Friday 28 October 2016

Menyikapi dr SpOG di Makasar yang Kecelakaan karena Ngebut Mau Menolong Pasien...

Tulisan ini diambil dari posting media sosial Cucuk Santoso.




Menyikapi dr SpOG di Makasar yg kecelakaan krn ngebut mau nolong pasien...


Tanggapan Dr.Emir Fachridin SPOG

Inna lillahi wa inna ilaihi raji'un semoga arwah beliau diterima di sisi Nya, dan keluarga yang ditinggalkan tabah dan kuat...

Jadi ingat pengalaman pengalaman pribadi, kebut kebutan utk menolong pasien di rumah sakit. Berapa kali hampir tabrakan di kemacetan pembangunan LRT. Sampai di RS bayinya sudah lahir, dan suami si pasien marah marah karena dokternya terlambat. Dan dimulai dengan BENTAKAN maut yang sering saya dengar, "APA KARENA KAMI PASIEN BPJS , JADI DOKTER TELAT DATANGNYA???"

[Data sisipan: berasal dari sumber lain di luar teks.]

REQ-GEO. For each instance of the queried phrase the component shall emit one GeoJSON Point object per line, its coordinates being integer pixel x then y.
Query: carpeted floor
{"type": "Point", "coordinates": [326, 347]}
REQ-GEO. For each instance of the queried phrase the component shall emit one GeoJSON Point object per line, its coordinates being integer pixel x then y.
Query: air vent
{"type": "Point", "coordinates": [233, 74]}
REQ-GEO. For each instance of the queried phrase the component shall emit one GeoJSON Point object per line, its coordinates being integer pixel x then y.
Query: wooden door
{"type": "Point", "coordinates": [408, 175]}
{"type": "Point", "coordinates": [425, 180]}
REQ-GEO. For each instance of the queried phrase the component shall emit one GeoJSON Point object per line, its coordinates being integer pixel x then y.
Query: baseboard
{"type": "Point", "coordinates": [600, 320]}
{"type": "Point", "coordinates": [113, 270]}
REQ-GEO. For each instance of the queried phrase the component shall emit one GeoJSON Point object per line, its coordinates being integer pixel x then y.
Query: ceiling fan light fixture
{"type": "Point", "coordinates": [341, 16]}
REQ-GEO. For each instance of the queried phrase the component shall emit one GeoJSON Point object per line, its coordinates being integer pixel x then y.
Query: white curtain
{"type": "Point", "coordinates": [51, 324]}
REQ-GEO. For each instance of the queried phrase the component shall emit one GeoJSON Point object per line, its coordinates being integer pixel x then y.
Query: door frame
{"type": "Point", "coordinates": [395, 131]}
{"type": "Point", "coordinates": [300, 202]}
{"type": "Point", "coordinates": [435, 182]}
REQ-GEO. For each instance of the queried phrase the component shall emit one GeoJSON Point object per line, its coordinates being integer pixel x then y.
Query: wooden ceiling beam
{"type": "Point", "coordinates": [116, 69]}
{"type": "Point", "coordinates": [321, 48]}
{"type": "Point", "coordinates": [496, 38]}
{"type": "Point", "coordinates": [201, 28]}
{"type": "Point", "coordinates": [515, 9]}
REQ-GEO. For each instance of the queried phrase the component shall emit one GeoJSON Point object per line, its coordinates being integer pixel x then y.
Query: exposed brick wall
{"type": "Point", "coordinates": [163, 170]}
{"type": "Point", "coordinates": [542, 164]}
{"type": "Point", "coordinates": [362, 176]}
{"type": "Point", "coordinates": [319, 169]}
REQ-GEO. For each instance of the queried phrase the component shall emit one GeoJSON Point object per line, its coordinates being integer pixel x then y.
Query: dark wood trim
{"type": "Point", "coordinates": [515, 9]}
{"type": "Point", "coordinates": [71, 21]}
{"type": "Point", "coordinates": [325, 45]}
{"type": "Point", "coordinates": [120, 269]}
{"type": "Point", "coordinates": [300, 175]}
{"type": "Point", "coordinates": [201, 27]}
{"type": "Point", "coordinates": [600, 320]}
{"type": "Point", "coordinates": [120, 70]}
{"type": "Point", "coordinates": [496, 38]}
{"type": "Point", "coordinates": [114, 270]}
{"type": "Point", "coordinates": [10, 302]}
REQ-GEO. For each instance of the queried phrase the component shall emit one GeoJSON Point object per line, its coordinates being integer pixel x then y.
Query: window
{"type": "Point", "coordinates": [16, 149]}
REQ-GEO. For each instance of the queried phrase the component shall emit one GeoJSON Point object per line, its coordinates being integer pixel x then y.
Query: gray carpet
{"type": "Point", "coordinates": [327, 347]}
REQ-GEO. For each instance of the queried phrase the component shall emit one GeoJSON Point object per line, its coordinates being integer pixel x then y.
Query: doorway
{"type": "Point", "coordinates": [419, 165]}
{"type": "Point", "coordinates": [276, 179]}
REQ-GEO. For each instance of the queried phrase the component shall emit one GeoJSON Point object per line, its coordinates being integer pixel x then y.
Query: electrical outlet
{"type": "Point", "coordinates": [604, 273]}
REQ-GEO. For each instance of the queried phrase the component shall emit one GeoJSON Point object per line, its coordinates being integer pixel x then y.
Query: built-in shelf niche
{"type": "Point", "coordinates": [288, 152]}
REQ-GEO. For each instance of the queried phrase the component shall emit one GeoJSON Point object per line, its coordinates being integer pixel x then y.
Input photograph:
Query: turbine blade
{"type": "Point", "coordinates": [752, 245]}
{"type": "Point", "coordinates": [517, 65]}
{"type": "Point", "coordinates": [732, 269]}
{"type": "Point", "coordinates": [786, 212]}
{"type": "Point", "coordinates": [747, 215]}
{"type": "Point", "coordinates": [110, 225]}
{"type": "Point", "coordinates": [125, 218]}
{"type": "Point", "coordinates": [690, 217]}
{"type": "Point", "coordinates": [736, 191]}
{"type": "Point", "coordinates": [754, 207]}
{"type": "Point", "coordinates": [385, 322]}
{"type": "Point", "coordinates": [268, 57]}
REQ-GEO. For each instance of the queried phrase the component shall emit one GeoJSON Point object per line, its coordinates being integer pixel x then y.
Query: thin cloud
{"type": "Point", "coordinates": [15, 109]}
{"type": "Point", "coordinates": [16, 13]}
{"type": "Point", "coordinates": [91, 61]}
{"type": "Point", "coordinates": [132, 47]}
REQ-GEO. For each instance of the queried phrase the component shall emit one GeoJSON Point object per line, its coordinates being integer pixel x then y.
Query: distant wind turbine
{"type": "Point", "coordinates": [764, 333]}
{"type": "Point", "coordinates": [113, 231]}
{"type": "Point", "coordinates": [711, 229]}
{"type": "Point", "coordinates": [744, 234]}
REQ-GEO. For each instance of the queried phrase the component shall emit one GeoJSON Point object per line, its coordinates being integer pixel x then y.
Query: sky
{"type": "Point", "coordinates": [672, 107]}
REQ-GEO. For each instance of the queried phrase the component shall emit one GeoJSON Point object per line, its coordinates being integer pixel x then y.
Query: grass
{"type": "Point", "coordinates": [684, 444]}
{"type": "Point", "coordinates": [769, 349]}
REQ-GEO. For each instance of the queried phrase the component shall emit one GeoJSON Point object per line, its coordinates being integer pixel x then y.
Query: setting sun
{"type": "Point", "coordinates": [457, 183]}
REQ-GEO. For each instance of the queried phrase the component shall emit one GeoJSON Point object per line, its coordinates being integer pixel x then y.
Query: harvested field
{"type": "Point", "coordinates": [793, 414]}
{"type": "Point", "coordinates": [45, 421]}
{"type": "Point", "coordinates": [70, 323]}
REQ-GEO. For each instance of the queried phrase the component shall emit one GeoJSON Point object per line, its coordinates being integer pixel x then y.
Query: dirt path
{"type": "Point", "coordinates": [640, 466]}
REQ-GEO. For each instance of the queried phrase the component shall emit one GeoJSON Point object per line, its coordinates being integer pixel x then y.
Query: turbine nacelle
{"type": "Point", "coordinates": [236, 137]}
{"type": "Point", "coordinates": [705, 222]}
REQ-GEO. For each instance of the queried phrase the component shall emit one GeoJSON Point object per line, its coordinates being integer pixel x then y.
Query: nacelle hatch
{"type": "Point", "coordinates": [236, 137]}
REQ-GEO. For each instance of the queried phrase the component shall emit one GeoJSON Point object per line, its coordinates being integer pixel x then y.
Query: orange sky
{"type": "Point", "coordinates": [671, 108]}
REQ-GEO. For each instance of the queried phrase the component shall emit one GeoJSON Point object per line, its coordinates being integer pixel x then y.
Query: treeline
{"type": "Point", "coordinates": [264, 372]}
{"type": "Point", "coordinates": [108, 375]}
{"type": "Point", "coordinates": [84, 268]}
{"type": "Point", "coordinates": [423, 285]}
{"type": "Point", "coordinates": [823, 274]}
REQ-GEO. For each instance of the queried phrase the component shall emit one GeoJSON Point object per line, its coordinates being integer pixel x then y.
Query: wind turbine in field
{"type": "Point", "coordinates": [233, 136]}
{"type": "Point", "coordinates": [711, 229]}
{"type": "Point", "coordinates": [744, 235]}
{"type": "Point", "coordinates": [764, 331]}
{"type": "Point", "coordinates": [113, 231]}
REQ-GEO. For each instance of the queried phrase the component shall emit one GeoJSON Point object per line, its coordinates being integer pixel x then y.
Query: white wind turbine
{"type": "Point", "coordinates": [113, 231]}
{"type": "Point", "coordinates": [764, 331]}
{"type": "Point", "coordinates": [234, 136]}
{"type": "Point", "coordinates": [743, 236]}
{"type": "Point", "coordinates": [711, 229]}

Pasien BPJS seringkali datang ke IGD udah bukaan lengkap sehingga kita dokter kandungan harus buru-buru kebut2an ke RS.

KENAPA??

Dalam era BPJS ini, banyak peraturan BPJS yang membuat kita sebagai dokter kandungan lebih stress dalam menghadapi pasien karena:


Paling sering terjadi pasien kebanyakan datang udah bukaan 9cm atau lengkap, jadinya harus ngebut ke RS
Kenapa? Pasien BPJS tidak boleh diterima di RS bila pembukaannya masih di bawah 4cm, sehingga seringkali pasien datang sudah bukaan lengkap, dan tak jarang pasien melahirkan dalam mobil karena sebelumnya ditolak, kenapa ditolak? Ya karena belum bukaan 4cm tadi (kriteria emergency dari BPJS)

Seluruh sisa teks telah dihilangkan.